Play on Normal as Rome, and it should be quite easy actually. Just remember to focus on diplomacy from the beginning. Carthage is rigged to hate you, as is Epeiros, so peace will be nigh impossible. But given that Epeiros and Carthage are the initial main antagonists when playing as Rome, you should secure friendships with the factions that are against them, turn neutral factions against them, and befriend/ally with factions that can threaten from fronts on the opposite side of your empire borders. You don't want to fight a horde invasions from angry central/south/east european factions while also having to deal with numerous invasions from the war against the mighty Carthaginian empire.

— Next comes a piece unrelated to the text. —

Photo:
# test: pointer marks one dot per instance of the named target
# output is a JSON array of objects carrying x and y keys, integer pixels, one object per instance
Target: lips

And keep in mind that Romes units are super strong and not so expensive. Principes and triarri as heavy infantry and good cavalry, all having a ton of armor, will totally destroy everything. But of course not automatically, you still have to use them tactically sound. And city of Roma can spit out godly numbers of these units every turn, so raising armies is done very quickly.
Final note; on loyalty: Factions get permanently more loyal to you when their characters get promoted. So using them for generals that will then result in their possible promotion is a very good idea. Make sure to get them married and send their wifes on mission, as wifes gets autopromoted whenever they go on a mission (males will not) and for each wife promotion level comes more loyalty. Hire more characters for factions and marry them too. Very loyal faction generals will give the units in their army a nice -9% unit upkeep reduction, which can combine with significant upkeep cost reductions from general upgrade cards, promotions, government type, from agent accompanying the army AND from research. I believe you can probably end up getting close to -50% upkeep costs, which is obviously extremely significant. Especially useful for super elite armies with very strong and expensive units as the savings will be that much greater.